Aliás, todas as companhias que precisam contratar profissionais de tecnologia, devem estar profundamente comprometidas com soluções integradas que envolvem o diagnóstico da diversidade; a identificação dos vieses inconscientes e plano estratégico para desbloqueá-los por meio do desenvolvimento de uma nova cultura corporativa; criação de programa de mentoria cruzada – que aproxima as pessoas com vivências sociais, pessoais e culturais diferentes –; produção de conteúdo transformador (que prepara e explica conceitos acerca da diversidade); e suporte para a contratação de profissionais que representem a diversidade demandada especificamente pela empresa. E mais ainda, com o preparo da equipe interna para que os vieses inconscientes não perpetuem discriminações sociais.

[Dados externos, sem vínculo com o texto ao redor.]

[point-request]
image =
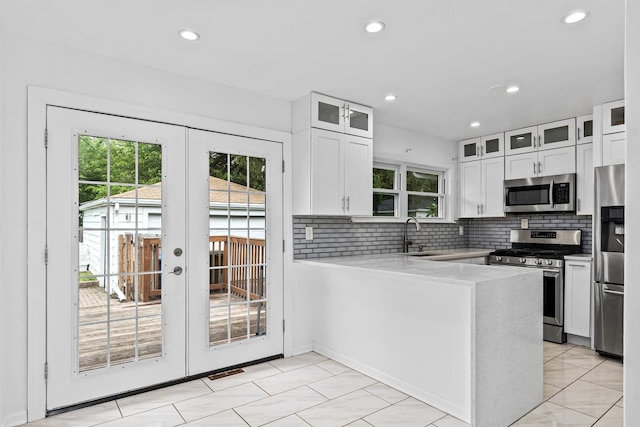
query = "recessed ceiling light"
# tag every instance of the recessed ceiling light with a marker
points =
(189, 35)
(374, 26)
(574, 17)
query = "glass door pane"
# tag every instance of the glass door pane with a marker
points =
(237, 255)
(119, 311)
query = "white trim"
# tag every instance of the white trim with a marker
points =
(38, 99)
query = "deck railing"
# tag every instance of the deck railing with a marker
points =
(236, 265)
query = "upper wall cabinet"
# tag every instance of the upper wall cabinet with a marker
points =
(609, 136)
(613, 117)
(584, 129)
(481, 148)
(542, 137)
(324, 112)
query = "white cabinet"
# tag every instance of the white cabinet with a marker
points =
(542, 137)
(613, 117)
(541, 163)
(480, 188)
(584, 129)
(614, 148)
(577, 297)
(325, 112)
(609, 139)
(481, 148)
(584, 179)
(332, 173)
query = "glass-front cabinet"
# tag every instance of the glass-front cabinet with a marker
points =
(341, 116)
(584, 129)
(485, 147)
(521, 140)
(469, 149)
(613, 117)
(557, 134)
(542, 137)
(492, 146)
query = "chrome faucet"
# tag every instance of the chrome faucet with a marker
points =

Explicando melhor sobre onde está o erro desta demanda pela contratação puramente dita. Muito se fala da baixa escolaridade do profissional transexual que, em algum momento da vida, abandonou a escola. A evasão escolar, nesse caso, usualmente é resultado de um cotidiano de agressões emocionais e físicas. Pois bem, treinamos esse profissional e ele vai trabalhar justamente com pessoas bastante similares às que causaram as dores e os traumas que o afastaram da escola. Isso tem lógica?! A consistência de programas que focam somente na formação de vulneráveis é praticamente nula, ou seja, essas iniciativas de inclusão não são reais. Ou seja, a simples formação não é o caminho para a inclusão. Por isso, as soluções desenvolvidas pela Carambola são mais complexas, completas e eficientes; e sempre baseadas em um diagnóstico que gera evidências para a criação de um arsenal de respostas aos desafios específicos de cada empresa.
Defendo, entre outras ferramentas que propomos na Carambola, a criação de programas que capacitem esses profissionais-padrão de tecnologia (heterossexuais, cisgêneros e de classe alta) para que entendam que o mundo é muito maior do que o próprio umbigo. Devemos educar os educados! Essas pessoas têm que reconhecer que as políticas corporativas que nos trouxeram até aqui deram muito errado. Esse tipo de reflexão será eficiente e fará a cultura da empresa se transformar. E é nesse sentido que as soluções desenhadas pela Carambola opera.
Por último, gostaria de salientar que, para a Carambola, é inegociável a visão de que precisamos – como sociedade – acabar com a desigualdade social. Esse cenário não é mais sustentável no país em que vivemos. E como podemos fazer isso? Distribuindo renda para os mais vulneráveis e chamando as grandes empresas à responsabilidade da inclusão produtiva via empregabilidade e educação. E, nessa jornada que levará à evolução do nosso país, podem contar conosco!